Ложу для прессы и трибуны фанатов охватило какое-то сумасшествие. На треке постоянно дежурили до десятка фанатов, но с открытия сезона на ипподроме Санта-Анита в декабре ни один из них не видел ни одной тренировки Сухаря. Поскольку они не могли наблюдать его тренировок, то стали распускать прежние слухи о том, что конь охромел. Эти слухи быстро подхватила пресса. Журналисты жаждали проверить, так ли это. Выводя Сухаря на прогулки, Смит с удивлением смотрел, как газетчики становятся на четвереньки, чтобы увидеть, не искалечены ли у лошади ноги. Ховард со смехом наблюдал все это. Некоторым стали мерещиться призраки – они якобы видели, как Сухарь тренируется поздно ночью. «“Тайна” Сухаря, – писал Давид Александер, – похоже, не дает никому покоя, доводя многих до нервного срыва».
Понедельник 31 января начался для клокеров как обычно. Они наблюдали за лошадьми, приходившими и уходившими с треков в обычное время, по расписанию. Поскольку по понедельникам забегов не было, к полудню, когда все тренировки заканчивались, фанаты расходились по домам. Однако из-за того, что не застали ни одной тренировки Сухаря, на этот раз они остались ждать. Но постепенно их терпение истощилось, и к обеду на треке осталась всего пара человек. Горстка репортеров коротали время вместе с ними. Их надежды растаяли с приближением грозы. Они знали, что Сухарь не работает на мокрых покрытиях.
Вскоре после обеда, перед самым дождем, наблюдатели были потрясены необычайным зрелищем. На фоне свинцовых туч на треке материализовались два всадника на лошадях. Они приблизились к трибунам и осадили лошадей напротив ложи для прессы. Это был Том Смит на своем широком ярко-желтом коне, а рядом с ним – Ред Поллард на знакомом невысоком гнедом жеребце. Зрители затаили дыхание: Смит помахал им рукой!

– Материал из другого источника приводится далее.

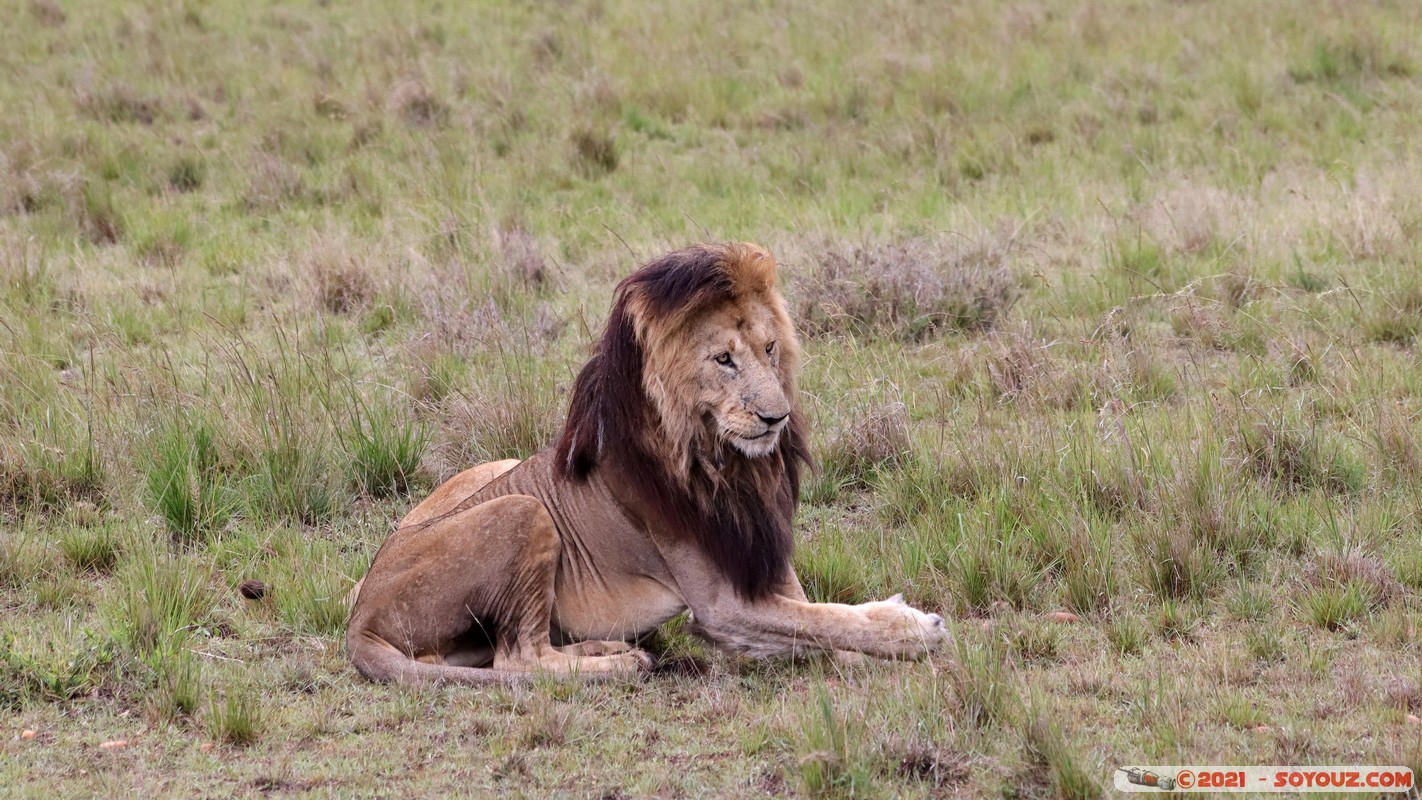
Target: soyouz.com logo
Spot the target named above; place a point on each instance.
(1264, 779)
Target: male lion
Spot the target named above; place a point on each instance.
(671, 488)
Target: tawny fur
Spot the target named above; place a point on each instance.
(671, 489)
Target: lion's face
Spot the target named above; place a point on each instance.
(737, 381)
(728, 375)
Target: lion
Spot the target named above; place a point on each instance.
(671, 489)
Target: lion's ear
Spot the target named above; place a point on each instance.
(750, 267)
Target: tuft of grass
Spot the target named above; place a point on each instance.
(295, 480)
(1337, 606)
(1034, 640)
(186, 482)
(1128, 634)
(90, 549)
(909, 290)
(384, 448)
(1264, 644)
(981, 682)
(120, 103)
(1176, 620)
(1088, 571)
(53, 665)
(36, 478)
(872, 439)
(238, 718)
(1296, 458)
(595, 152)
(1067, 776)
(983, 570)
(832, 569)
(164, 600)
(186, 174)
(1250, 601)
(1173, 564)
(1237, 712)
(831, 753)
(178, 687)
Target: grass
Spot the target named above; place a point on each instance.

Зрители потянулись за секундомерами. Смит, увидев, что все присутствующие на трибунах замерли, пустил лошадей один круг легким галопом, а затем, пока Поллард и его конь разоблачались, готовясь к полноценной тренировке, поднял финишную проволоку. Поллард сидел в седле неподвижно, пока Сухарь проскакал быстрые отрезки и пересек финишную проволоку после шести фарлонгов, после чего Смит отвел лошадь назад в конюшню. Репортеры припустили следом, радуясь, что смогли поймать Смита на горячем. Тот по какой-то причине изменил своей обычной угрюмой манере, смеялся в ответ и уверял, что понятия не имел, что фанаты и репортеры все еще не ушли. «Я подумал, что всех перехитрил, – сказал он. – Чертовы клокеры! Ну ничего, я их еще одурачу». На следующее утро все газеты напечатали эту новость.